朗施道:「哎呀,七傷之體,無法將龍氣修煉到高層,那他就更需要這枚葉信了,免得以後被人欺負,求告無門。」
古龍祥聽罷,腦瓜門上頓時現出三條黑線。朗施這話分明有潛臺詞哦。
柳飛拿著那枚葉信,只覺入手冰涼,且有一絲奇特的能量從上面湧入掌心,令掌心處的龍氣運動比先前有所提速,不由得暗暗驚奇,開口問道:「太師祖,這葉信到底是幹什麼用的?」
朗施道:「這葉信乃是一種通訊工具,只要你滴血認主,就可以和任何一個擁有葉信的人聯絡,不管這葉信的主人身在何方。」
「那不是跟手機一樣?」柳飛心道。
「而且,」只聽朗施繼續說道,「它還是一種靈氣儲存工具,可以收納天地靈氣,促進你的龍氣迅速增長。」
柳飛一聽大喜,道:「真的?」頓了頓,稚嫩的小臉上擺出狐疑和黯然的表情,又道:「可是,我是七傷之體,血龍又極難提升,現在我的龍氣才只有一龍,就已經感覺龍氣怎麼修煉都不再提升了,這東西真的能幫助我的龍氣增長麼?」
古龍祥忙道:「是啊朗前輩,這孩子乃是七傷之體,怎好浪費貴派葉信這麼寶貴的東西?就算有此物在手,他的龍氣也無法提升的。」心中不無憤恨地想:「我的兒子何等天才,都沒得到祖上先天高人賜下這種吸納靈氣之寶,你一個賤妓所生的野種,怎麼配?」
朗施道:「無妨。這東西給他,主要是讓他用來通訊,有什麼事可以找我或者風兒聯絡,免得他在外面出事。

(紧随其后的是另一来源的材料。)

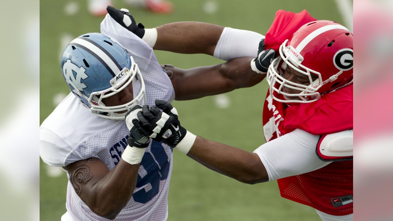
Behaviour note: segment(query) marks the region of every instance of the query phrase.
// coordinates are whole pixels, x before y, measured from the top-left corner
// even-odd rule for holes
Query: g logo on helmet
[[[353,50],[344,48],[338,51],[333,57],[333,63],[339,70],[351,70],[353,67]]]
[[[79,90],[83,91],[83,88],[87,87],[84,83],[82,83],[82,80],[84,80],[88,76],[84,73],[86,70],[83,67],[78,67],[76,64],[71,62],[71,60],[67,59],[67,62],[63,64],[63,74],[66,81],[71,82]],[[76,75],[74,75],[74,72]]]

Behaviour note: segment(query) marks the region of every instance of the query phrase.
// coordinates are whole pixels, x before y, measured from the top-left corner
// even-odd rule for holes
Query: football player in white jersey
[[[108,15],[101,32],[66,47],[61,67],[71,92],[40,127],[41,158],[62,167],[69,179],[61,220],[166,220],[172,148],[133,127],[139,105],[219,94],[262,78],[229,62],[207,68],[220,70],[210,81],[191,72],[175,81],[147,44]],[[194,83],[176,84],[180,80]]]

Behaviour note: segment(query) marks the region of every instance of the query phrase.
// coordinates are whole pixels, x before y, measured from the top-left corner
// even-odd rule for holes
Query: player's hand
[[[272,61],[275,57],[275,52],[272,48],[265,50],[265,39],[259,42],[257,57],[251,61],[251,69],[259,74],[266,74]]]
[[[162,100],[156,99],[155,103],[150,109],[144,106],[137,114],[138,120],[133,120],[132,123],[141,134],[174,147],[187,131],[180,126],[177,111],[172,105]]]
[[[142,23],[136,24],[135,20],[130,13],[128,9],[122,8],[118,10],[112,6],[108,6],[107,7],[107,11],[110,17],[113,18],[121,26],[141,39],[145,35],[145,26]]]
[[[132,121],[137,118],[137,113],[141,110],[142,106],[139,104],[134,106],[125,115],[125,123],[130,130],[130,136],[127,139],[127,143],[131,147],[143,148],[149,146],[151,139],[140,133],[132,124]]]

」
古龍祥一聲冷笑,道:「他是回家,又不是去冒險,能出什麼事呢?」
朗施道:「以防萬一嘛,我正天門的弟子個個都是寶,豈能任由他們在外面受辱或遭受迫害?」
古龍祥道:「前輩這話說得好莫名其妙,他堂堂陳家家主之子,誰會侮辱或迫害他?」
朗施道:「我說了,這是以防萬一。長公主,你很介意我這般疼愛我的曾孫麼?」
「這……」古龍祥一笑,道:「哪裡。我只是覺得,這孩子實力有限,將來的發展也有限,而且並未給貴派做出什麼貢獻,實在不適合收下貴派這麼寶貴的禮物。這讓我們陳家很過意不去啊。」
朗施道:「來日方長,長公主若是有心,他日正天門有難,古、陳兩家全力相幫也就是了。」
「我……」古龍祥頓覺無語,心道:「對一個沒有未來的七傷之體,正天門卻這般迴護,是不是你暗中囑意?」這般想著,不自覺看向陳蕭然。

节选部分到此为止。